September 19, 2016

The trust gap that needs bridging

Political analysts in Myanmar often assert that the political parties and their party system are central to the effective function and eventual consolidation of democracy. According to their beliefs, there is a trust gap in mass attitudes towards the ruling party and the opposition party. And their belief is assumed to have been based on the 2015 election results, which indicate that the overwhelming majority of the people lack trust in the current major opposition party. This is, in fact, not a good sign for democracy, which requires the balance of power.
In this regard, it is worth noting that the mother-like public figure is said to have told a top leader of the opposition party to strengthen the latter’s party through drastic reform, because her party needs competition. As known to all, perfect competition, in an ideal democracy, is necessary.
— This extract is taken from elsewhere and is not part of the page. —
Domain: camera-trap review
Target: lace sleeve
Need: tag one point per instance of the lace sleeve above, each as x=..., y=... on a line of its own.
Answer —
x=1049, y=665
Political competition plays a crucial role in the democratic cycle, be it as a possible mainspring of political participation or as the essential element of democratic accountability and responsiveness. Thus, it is quite obvious that opposition plays an important role, holding the ruling party accountable and responsive.
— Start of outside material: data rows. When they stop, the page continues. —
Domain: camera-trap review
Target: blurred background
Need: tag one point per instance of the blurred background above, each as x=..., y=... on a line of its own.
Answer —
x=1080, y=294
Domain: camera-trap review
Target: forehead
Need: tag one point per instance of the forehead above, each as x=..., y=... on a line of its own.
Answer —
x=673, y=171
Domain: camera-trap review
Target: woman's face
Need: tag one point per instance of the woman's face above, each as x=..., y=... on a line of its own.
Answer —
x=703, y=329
Nevertheless, it is also of utmost importance for the opposition to make constructive criticism and have a positive approach in addition to harboring the correct attitude, not bent upon attacking the government. Such actions, activities and attitudes will only be counterproductive and they can widen the trust gap in people’s attitudes towards the ruling party and the opposition. Such being the case, the opposition should build confidence through structural reformation and changing the mindset of the members of the party organizations at all levels. It will take time, as people naturally resist change, merely wishing to maintain the status quo. Short-term change management courses or sessions are recommended along with recruitment of good and able party members, young and old. One important piece of advice is not to bother with seniority in membership or age in assigning of duties. What counts is not the seniority but the ability, loyalty, sincerity, honesty and efficiency.